Shell 用于在输出文本文件中将句子拆分为新格式的脚本?
Shell Script for Splitting Sentences into new format in output text file?
我把一本圣经转换成纯文本文件,结果是这样的
$$ Genesis 40:1 It came to pass after these things that the butler and the baker of the king of Egypt ..
$$ Genesis 40:2 And Pharaoh was angry with his two officers, the chief butler and the chief baker.
$$ Genesis 40:3 So he put them in custody in the house of the captain of the guard, in the prison, the ..

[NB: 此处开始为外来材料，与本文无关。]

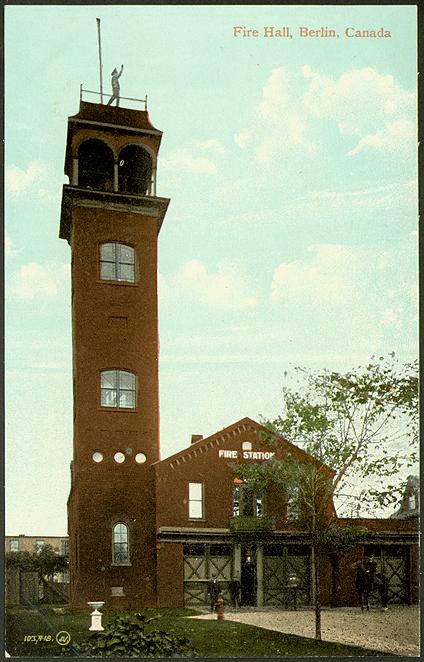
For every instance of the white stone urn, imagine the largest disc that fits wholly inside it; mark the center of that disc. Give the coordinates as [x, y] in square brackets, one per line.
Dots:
[96, 616]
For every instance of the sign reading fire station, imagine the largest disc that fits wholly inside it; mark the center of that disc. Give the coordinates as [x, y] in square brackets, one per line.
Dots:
[246, 455]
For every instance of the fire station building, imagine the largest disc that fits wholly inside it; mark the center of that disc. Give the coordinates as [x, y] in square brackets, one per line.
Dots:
[145, 531]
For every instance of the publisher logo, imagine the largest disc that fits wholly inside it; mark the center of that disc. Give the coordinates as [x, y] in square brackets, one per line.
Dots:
[63, 638]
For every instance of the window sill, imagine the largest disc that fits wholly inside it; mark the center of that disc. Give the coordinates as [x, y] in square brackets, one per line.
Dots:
[121, 565]
[119, 410]
[121, 283]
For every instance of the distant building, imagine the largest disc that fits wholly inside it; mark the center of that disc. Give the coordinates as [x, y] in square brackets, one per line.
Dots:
[23, 543]
[410, 504]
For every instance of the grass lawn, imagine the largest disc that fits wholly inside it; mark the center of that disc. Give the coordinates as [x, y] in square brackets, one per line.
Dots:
[210, 638]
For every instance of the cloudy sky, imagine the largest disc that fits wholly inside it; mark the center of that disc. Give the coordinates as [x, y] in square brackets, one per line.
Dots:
[291, 237]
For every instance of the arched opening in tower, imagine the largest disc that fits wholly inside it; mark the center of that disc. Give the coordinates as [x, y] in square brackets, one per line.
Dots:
[135, 170]
[95, 165]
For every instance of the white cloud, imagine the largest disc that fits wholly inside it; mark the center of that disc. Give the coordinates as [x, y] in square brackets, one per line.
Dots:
[294, 111]
[9, 248]
[275, 95]
[243, 138]
[326, 276]
[183, 159]
[227, 288]
[358, 98]
[213, 145]
[19, 181]
[360, 286]
[393, 137]
[35, 280]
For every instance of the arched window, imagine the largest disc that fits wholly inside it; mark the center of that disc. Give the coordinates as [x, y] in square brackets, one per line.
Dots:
[118, 389]
[135, 170]
[95, 165]
[120, 544]
[117, 262]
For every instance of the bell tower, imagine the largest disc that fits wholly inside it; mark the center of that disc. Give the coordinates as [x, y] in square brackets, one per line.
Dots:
[111, 218]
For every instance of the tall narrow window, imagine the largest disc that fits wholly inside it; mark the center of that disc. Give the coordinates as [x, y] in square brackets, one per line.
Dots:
[293, 503]
[118, 389]
[120, 545]
[117, 262]
[195, 500]
[236, 500]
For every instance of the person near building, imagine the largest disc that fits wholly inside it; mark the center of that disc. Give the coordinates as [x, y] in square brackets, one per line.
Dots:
[213, 590]
[115, 85]
[235, 588]
[382, 584]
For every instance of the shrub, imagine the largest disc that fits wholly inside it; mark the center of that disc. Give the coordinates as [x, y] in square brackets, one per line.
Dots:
[132, 636]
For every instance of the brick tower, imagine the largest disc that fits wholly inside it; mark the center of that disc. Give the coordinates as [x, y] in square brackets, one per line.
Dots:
[111, 217]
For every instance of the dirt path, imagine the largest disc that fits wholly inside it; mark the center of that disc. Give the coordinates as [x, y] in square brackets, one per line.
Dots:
[393, 631]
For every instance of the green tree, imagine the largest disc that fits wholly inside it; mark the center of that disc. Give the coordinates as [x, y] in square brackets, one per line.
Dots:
[362, 423]
[353, 426]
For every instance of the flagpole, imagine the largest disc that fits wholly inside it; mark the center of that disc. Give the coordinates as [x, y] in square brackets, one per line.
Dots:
[100, 59]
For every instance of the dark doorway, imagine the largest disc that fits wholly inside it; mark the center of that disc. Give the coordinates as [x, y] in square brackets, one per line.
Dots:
[248, 576]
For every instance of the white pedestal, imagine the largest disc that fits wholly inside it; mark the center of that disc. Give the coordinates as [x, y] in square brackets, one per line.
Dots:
[96, 616]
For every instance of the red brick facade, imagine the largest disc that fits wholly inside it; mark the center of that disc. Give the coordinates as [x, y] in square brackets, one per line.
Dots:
[152, 533]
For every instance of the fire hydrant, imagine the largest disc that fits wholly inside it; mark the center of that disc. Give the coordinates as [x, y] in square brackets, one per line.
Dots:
[220, 607]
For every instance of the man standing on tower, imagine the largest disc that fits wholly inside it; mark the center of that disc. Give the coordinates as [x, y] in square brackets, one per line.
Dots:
[115, 86]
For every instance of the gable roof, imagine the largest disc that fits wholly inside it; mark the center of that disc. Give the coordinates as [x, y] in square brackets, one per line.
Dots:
[226, 434]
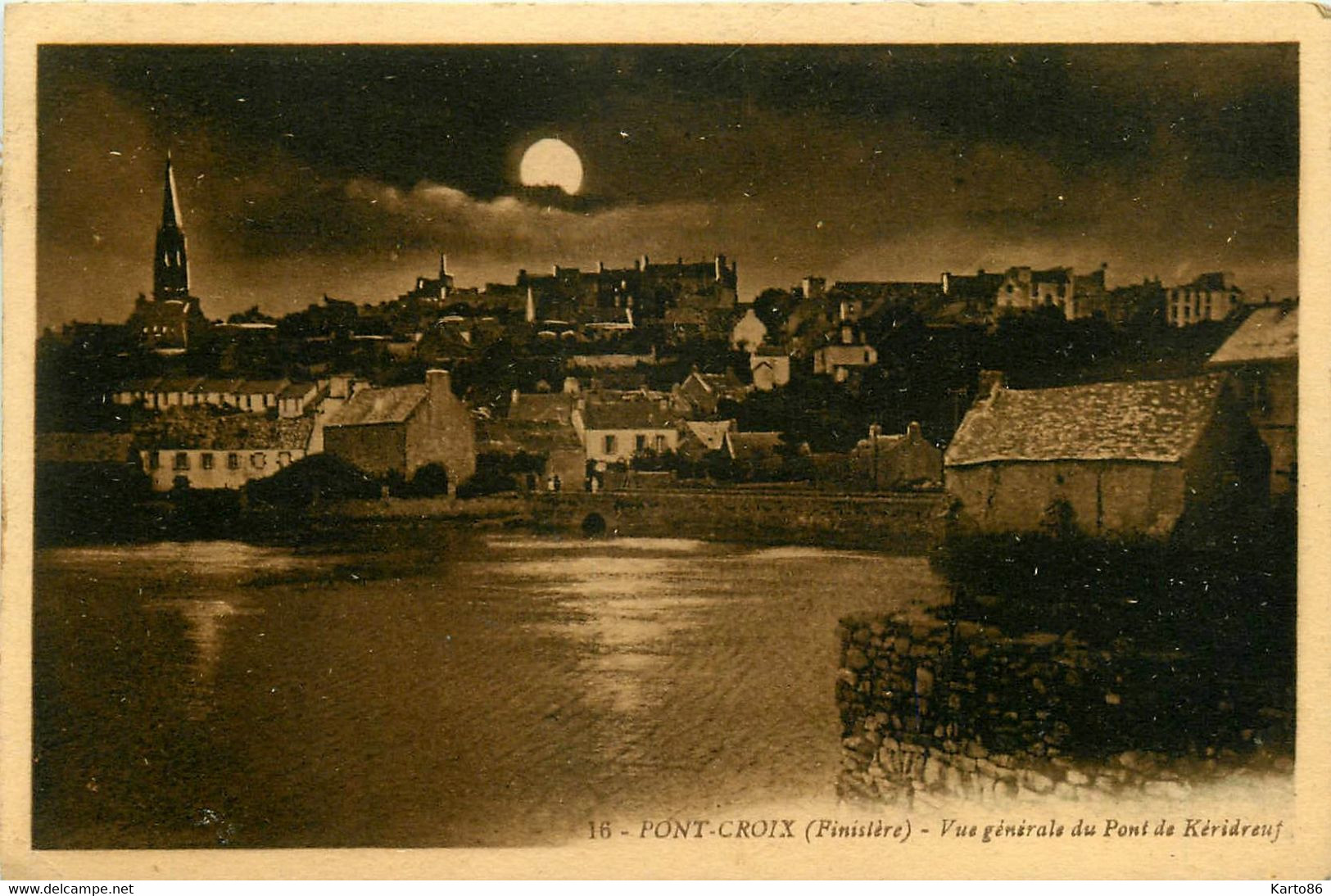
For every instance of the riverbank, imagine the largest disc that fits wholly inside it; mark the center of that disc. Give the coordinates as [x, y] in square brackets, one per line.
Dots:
[894, 523]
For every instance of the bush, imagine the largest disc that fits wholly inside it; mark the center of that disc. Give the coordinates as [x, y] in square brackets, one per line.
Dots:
[317, 477]
[429, 481]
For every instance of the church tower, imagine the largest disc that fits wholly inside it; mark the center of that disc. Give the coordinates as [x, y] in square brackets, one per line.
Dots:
[170, 269]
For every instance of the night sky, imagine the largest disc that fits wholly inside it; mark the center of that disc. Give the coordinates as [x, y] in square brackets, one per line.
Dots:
[346, 170]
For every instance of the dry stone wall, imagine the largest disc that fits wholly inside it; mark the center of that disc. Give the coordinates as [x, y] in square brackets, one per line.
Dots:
[932, 710]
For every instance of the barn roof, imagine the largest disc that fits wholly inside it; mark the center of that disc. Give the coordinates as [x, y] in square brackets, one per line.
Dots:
[627, 414]
[1157, 421]
[752, 446]
[370, 406]
[1267, 334]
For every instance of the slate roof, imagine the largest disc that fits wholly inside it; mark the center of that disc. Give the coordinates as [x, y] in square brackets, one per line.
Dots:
[709, 433]
[189, 428]
[372, 406]
[1157, 421]
[542, 406]
[627, 414]
[1267, 334]
[510, 437]
[751, 446]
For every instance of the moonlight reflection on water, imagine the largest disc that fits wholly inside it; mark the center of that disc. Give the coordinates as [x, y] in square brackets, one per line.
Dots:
[460, 691]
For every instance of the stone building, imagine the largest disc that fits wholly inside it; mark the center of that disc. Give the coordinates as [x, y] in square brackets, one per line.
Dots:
[702, 393]
[170, 319]
[200, 448]
[849, 355]
[402, 429]
[1263, 355]
[771, 368]
[1210, 297]
[749, 332]
[1116, 459]
[649, 287]
[1075, 295]
[613, 432]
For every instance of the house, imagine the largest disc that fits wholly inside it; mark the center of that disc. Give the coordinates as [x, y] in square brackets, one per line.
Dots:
[704, 437]
[543, 408]
[1113, 459]
[557, 444]
[1263, 355]
[749, 332]
[771, 368]
[702, 393]
[758, 453]
[969, 298]
[206, 449]
[840, 360]
[1075, 295]
[256, 396]
[904, 461]
[1210, 297]
[402, 429]
[296, 397]
[613, 432]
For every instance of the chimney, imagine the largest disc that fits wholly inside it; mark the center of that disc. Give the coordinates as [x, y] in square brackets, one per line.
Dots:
[438, 382]
[990, 383]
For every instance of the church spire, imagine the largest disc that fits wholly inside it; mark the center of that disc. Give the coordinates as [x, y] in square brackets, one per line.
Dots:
[170, 269]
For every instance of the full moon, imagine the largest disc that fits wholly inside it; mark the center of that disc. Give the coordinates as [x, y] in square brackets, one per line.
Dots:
[551, 163]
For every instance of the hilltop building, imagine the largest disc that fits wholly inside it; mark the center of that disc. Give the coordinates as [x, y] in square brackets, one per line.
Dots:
[1210, 297]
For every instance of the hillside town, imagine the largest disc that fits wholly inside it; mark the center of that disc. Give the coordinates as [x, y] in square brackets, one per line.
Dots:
[1018, 393]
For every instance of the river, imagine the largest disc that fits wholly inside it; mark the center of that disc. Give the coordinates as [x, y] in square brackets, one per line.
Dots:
[413, 686]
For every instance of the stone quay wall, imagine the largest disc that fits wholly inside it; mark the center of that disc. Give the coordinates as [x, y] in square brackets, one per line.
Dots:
[936, 711]
[901, 523]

我希望能够在文本文件上 运行 一个 shell 脚本,并运行 通过文件输出一个看起来像这样的新文件
$$ Genesis 40:1
It came to pass after these things that the butler and the baker of
the king of Egypt ..
$$ Genesis 40:2
And Pharaoh was angry with his two officers, the chief butler and the
chief baker.
$$ Genesis 40:3
So he put them in custody in the house of the captain of the guard, in
the prison, the ..
我想我需要让它解析每行的前 X 个字符,然后在该点拆分行,但是,
我是 shell 脚本编写的新手,似乎无法找出处理文件以完成此操作的最佳方法。
有什么想法吗?
因为你只需要用两个换行符替换数字后面的space,你可以使用这个命令:
sed 's/\([0-9]\) /\n\n/' <textfile >newfile
- 将(第一个)一个数字后跟 space 替换为相同的数字后跟两个 \n
。
this worked really well until it got to a line that read “1 John 1:1 something written here” then it split the line in the wrong spot. How can I account for this?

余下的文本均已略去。